# Flatwork instructor for Stockland Lovell camp



## Annagain (19 February 2015)

I'm organising my club's camp at Stockland Lovell in April. We have quite a few fairly serious (elem/med) riders who only want to do flatwork, so we want to organise a really good flatwork instructor for them - who would also be happy to teach a couple of prelim/novice groups. Our usual one, Helen Griffiths, can't make it so I'm after some recommendations for another one please? 

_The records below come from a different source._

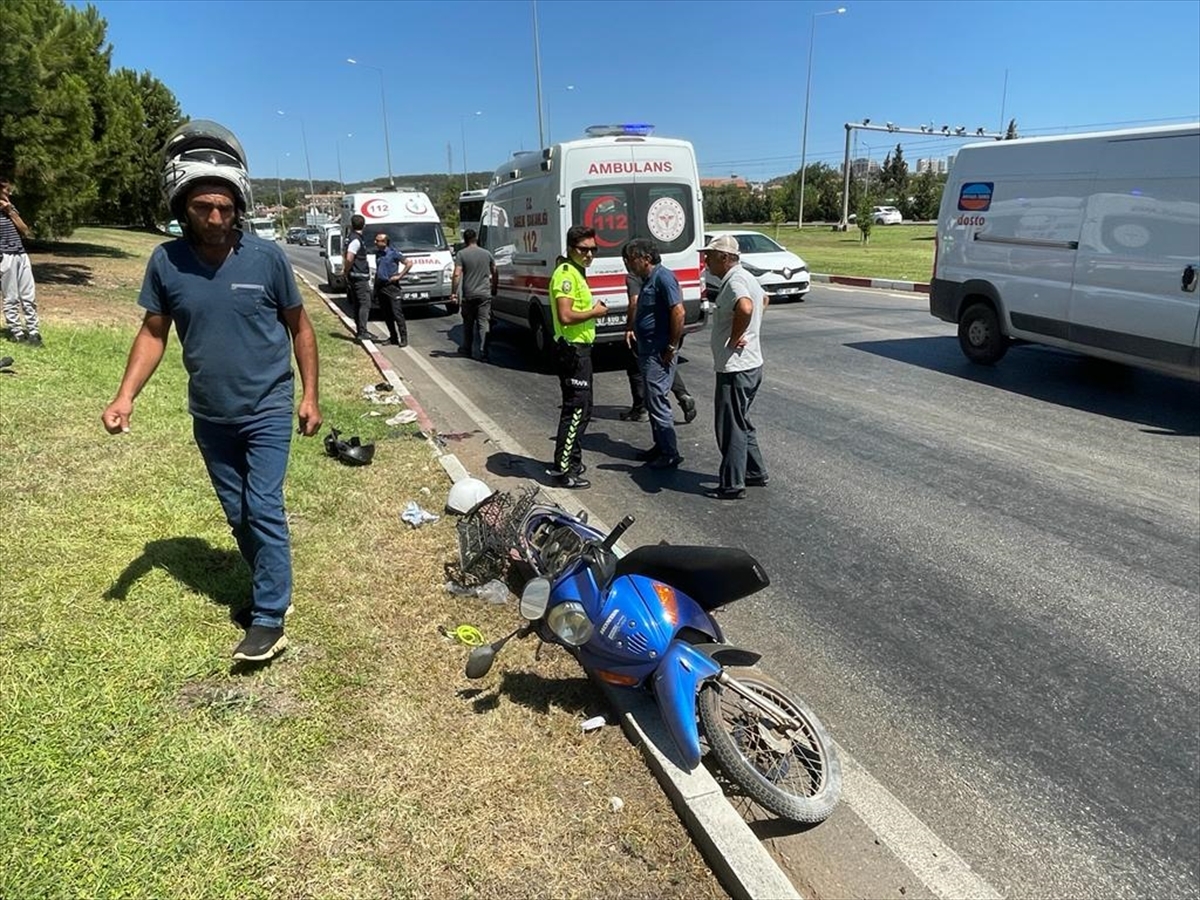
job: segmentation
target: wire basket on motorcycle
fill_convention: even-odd
[[[458,520],[458,563],[464,576],[502,578],[520,559],[521,525],[537,494],[536,486],[497,491]]]

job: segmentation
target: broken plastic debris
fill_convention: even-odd
[[[473,587],[459,584],[457,581],[447,581],[446,590],[456,597],[479,597],[481,600],[497,605],[508,601],[508,585],[495,578],[487,584],[478,584]]]
[[[426,522],[436,522],[441,516],[434,515],[427,509],[421,509],[415,500],[410,500],[408,506],[404,507],[404,512],[400,513],[400,518],[413,528],[419,528]]]
[[[609,797],[608,805],[610,807],[612,807],[613,812],[620,812],[622,809],[625,808],[625,801],[622,800],[620,797]]]
[[[581,723],[579,729],[586,734],[589,731],[595,731],[598,728],[603,728],[607,724],[608,719],[604,718],[604,716],[592,716],[590,719]]]
[[[417,412],[413,409],[402,409],[390,419],[384,419],[384,425],[407,425],[409,422],[417,421]]]

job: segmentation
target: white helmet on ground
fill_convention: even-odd
[[[458,479],[451,486],[450,495],[446,498],[446,509],[465,516],[493,493],[495,492],[478,478],[468,475]]]
[[[250,176],[246,152],[233,132],[207,119],[185,122],[167,138],[163,147],[162,189],[167,206],[185,222],[184,204],[197,184],[219,181],[233,190],[238,212],[250,207]]]

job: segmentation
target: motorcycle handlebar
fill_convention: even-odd
[[[603,549],[606,553],[611,553],[612,548],[615,547],[617,545],[617,541],[621,539],[621,535],[629,530],[630,526],[633,525],[633,522],[633,516],[626,516],[620,522],[618,522],[617,527],[608,533],[608,537],[606,537],[604,542],[600,545],[601,549]]]

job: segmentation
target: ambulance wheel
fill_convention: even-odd
[[[1000,362],[1008,339],[990,303],[972,303],[958,320],[958,344],[967,359],[982,366]]]
[[[458,312],[458,301],[457,300],[447,300],[446,301],[446,312],[448,312],[450,315],[454,315],[456,312]]]
[[[554,332],[550,330],[545,315],[537,307],[529,313],[529,328],[533,332],[533,349],[538,365],[544,371],[550,371],[554,358]]]

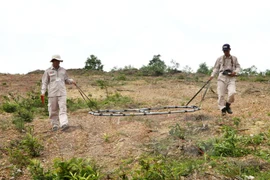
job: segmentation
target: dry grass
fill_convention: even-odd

We may also be needing another instructor as we're quite a big group this time. We have Natalie Passmore and Richard Ayre who will do our SJ and XC respectively but we've got one group of nervous novices who might be better off with one instructor for everything so they can build a bit of a rapport. Any recommendations for someone good for building confidence and a bit of an allrounder please?


----------



## miss_c (19 February 2015)

Matt Jenkins?  Di Sealey?  Tom B?  Tom S?


----------



## jhoward (20 February 2015)

andrew lovell. excellent instuctor and covers everything. hes also covers confidence building.


----------



## Jazzbunny (21 February 2015)

Highly recommend Sarah Mawdsley. Always popular / gets great feedback from pony/riding clubs, where she's in demand. Very adaptable and covers all disciplines and levels. No problem with the serious dressage - but also great fun and very enthusiastic. Can give you contact details ....


----------



## Annagain (23 February 2015)

Thanks all, 
Will look them all up.


----------



## Iwantakitten (8 March 2015)

jhoward said:



			andrew lovell. excellent instuctor and covers everything. hes also covers confidence building.
		
Click to expand...

Second this, he is fab


----------